Capitalism Has a Compulsive Hoarding Problem
Pathological hoarding, now recognized as a mental disorder, is a fitting malady for an economic system predicated on the compulsive accumulation of profits — achieved, in practice, by flooding the world with stuff.

Capitalism exacerbates hoarding disorders by both generalizing an underlying condition of lack and flooding the void with excess. (Sandy Huffaker/Getty Images)
As many as 19 million Americans have a hoarding disorder. For some people it presents as a tendency toward extreme clutter, but for others the compulsive accumulation of and inability to discard objects is a debilitating and even life-threatening condition.
For decades, hoarding was rarely studied and little understood.
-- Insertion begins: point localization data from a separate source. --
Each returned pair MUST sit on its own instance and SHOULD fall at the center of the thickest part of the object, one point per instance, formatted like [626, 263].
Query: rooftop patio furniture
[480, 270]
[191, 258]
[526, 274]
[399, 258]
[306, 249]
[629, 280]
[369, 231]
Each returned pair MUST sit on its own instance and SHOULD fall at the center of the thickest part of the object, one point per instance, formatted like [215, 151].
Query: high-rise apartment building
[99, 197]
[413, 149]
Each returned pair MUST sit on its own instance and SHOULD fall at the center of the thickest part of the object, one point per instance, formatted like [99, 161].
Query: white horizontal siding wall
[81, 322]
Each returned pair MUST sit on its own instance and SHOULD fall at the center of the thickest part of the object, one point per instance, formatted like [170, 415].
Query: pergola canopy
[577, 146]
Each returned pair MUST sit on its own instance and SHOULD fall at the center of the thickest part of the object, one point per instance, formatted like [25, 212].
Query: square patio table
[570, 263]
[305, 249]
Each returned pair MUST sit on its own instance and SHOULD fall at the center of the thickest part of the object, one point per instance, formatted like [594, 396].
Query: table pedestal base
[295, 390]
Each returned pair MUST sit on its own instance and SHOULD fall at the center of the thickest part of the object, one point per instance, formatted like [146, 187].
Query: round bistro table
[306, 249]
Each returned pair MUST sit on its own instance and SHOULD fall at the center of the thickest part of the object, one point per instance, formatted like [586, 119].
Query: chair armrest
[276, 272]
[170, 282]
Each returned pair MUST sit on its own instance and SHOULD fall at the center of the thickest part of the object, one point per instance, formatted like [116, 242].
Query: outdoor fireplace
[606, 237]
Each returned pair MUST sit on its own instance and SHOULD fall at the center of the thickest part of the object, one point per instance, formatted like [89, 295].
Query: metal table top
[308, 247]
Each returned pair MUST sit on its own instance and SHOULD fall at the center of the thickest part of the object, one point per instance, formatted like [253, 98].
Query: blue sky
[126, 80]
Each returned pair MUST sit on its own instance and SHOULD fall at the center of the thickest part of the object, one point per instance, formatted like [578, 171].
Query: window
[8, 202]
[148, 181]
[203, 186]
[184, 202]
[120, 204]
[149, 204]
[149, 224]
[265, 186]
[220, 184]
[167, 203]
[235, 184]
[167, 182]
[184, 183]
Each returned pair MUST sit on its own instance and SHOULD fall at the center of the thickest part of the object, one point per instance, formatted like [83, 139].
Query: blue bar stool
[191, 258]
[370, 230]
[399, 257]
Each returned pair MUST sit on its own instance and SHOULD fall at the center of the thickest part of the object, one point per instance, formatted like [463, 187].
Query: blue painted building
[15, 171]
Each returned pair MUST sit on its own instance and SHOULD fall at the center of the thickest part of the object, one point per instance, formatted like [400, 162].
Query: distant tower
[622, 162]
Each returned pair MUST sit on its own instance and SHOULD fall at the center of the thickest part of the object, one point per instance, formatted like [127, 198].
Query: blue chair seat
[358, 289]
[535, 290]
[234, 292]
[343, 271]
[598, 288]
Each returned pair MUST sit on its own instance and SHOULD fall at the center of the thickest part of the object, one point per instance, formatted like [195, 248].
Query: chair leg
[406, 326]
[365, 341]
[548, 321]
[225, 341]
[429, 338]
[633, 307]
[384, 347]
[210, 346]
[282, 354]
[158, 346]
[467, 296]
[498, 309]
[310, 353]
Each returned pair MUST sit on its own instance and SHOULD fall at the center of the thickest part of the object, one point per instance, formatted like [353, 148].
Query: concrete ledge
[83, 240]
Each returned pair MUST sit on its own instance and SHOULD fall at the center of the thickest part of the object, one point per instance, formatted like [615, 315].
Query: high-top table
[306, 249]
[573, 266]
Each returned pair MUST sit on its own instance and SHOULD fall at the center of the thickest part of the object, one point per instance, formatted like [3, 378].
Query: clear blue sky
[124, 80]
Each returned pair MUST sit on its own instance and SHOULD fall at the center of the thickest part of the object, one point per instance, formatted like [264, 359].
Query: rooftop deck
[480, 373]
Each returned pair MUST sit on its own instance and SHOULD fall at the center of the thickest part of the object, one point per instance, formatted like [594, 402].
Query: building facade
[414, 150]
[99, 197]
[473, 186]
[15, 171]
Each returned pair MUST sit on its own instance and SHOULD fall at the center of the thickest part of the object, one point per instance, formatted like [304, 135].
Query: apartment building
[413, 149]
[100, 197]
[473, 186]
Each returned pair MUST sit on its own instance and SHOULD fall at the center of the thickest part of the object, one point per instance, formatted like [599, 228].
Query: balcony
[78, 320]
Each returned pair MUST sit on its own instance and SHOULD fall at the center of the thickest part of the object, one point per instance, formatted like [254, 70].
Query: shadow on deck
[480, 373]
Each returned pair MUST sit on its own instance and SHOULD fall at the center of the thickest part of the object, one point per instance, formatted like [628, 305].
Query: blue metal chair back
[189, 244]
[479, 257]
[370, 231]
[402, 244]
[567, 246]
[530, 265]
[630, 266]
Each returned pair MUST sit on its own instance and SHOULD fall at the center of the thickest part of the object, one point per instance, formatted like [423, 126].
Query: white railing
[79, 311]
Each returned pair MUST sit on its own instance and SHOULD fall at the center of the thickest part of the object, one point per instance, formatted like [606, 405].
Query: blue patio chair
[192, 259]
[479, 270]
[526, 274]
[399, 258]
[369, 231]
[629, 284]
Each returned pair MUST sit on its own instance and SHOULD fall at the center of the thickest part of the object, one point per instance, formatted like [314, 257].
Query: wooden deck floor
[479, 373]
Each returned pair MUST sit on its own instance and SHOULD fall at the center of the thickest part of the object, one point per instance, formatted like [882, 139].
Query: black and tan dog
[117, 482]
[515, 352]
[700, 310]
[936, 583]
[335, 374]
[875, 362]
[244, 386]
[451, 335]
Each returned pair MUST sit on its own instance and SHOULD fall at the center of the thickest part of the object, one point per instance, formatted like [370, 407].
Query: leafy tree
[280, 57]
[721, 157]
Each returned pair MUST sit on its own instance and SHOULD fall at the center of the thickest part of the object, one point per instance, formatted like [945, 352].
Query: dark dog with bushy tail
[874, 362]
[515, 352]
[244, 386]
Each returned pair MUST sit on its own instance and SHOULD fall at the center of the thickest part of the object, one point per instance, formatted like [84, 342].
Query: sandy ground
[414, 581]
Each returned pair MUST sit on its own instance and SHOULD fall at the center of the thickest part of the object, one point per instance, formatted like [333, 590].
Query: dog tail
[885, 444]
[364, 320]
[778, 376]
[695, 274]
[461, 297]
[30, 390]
When it was discussed at all, it went by the name Collyer’s syndrome, after two brothers who died in 1947 in a Harlem house filled with over a hundred tons of junk — one of starvation, the other crushed by falling objects.
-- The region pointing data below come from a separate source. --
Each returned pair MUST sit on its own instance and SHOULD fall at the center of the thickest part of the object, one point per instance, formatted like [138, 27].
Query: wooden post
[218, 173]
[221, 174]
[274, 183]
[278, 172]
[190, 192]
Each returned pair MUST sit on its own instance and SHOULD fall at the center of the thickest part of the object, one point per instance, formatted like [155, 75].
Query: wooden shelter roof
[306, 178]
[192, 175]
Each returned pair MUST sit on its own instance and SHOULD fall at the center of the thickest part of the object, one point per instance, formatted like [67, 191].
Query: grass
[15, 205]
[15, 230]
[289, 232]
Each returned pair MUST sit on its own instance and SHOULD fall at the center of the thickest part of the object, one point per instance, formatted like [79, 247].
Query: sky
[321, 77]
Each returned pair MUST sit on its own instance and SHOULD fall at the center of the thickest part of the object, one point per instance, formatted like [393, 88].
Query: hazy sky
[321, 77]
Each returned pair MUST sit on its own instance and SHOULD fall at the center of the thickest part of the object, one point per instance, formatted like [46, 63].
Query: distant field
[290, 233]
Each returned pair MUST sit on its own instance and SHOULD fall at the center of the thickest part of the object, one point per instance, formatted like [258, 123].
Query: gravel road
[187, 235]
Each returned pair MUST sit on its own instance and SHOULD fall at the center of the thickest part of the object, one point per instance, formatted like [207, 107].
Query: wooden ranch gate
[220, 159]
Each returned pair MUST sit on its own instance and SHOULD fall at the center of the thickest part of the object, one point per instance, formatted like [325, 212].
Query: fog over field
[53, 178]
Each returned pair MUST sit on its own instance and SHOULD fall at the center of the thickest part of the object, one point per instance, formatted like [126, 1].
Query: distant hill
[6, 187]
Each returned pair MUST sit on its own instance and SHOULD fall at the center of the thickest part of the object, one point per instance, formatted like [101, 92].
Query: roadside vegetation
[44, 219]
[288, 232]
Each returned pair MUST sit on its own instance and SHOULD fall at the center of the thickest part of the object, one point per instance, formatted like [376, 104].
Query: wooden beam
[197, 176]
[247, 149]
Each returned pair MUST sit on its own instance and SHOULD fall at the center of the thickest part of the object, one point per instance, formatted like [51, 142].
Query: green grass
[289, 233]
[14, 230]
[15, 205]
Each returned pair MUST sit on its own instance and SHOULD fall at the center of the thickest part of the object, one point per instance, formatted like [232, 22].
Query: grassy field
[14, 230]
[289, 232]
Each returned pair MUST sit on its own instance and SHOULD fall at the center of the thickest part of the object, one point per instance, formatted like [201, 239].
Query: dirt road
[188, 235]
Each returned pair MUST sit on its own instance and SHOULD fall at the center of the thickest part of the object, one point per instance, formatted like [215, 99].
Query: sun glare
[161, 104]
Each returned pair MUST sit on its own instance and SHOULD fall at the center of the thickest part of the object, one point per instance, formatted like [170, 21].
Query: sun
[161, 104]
News reports of the brothers’ deaths called them “eccentrics,” and despite being clearly mentally ill, perhaps they were in a way, as there were few like them in those days. But it’s a different story now. Hoarding is on the rise in the United States. There are many reasons, but underlying them all is capitalism, which creates simultaneous conditions of scarcity and surplus — a fundamental condition of dispossession, and endless possessions to fill the void.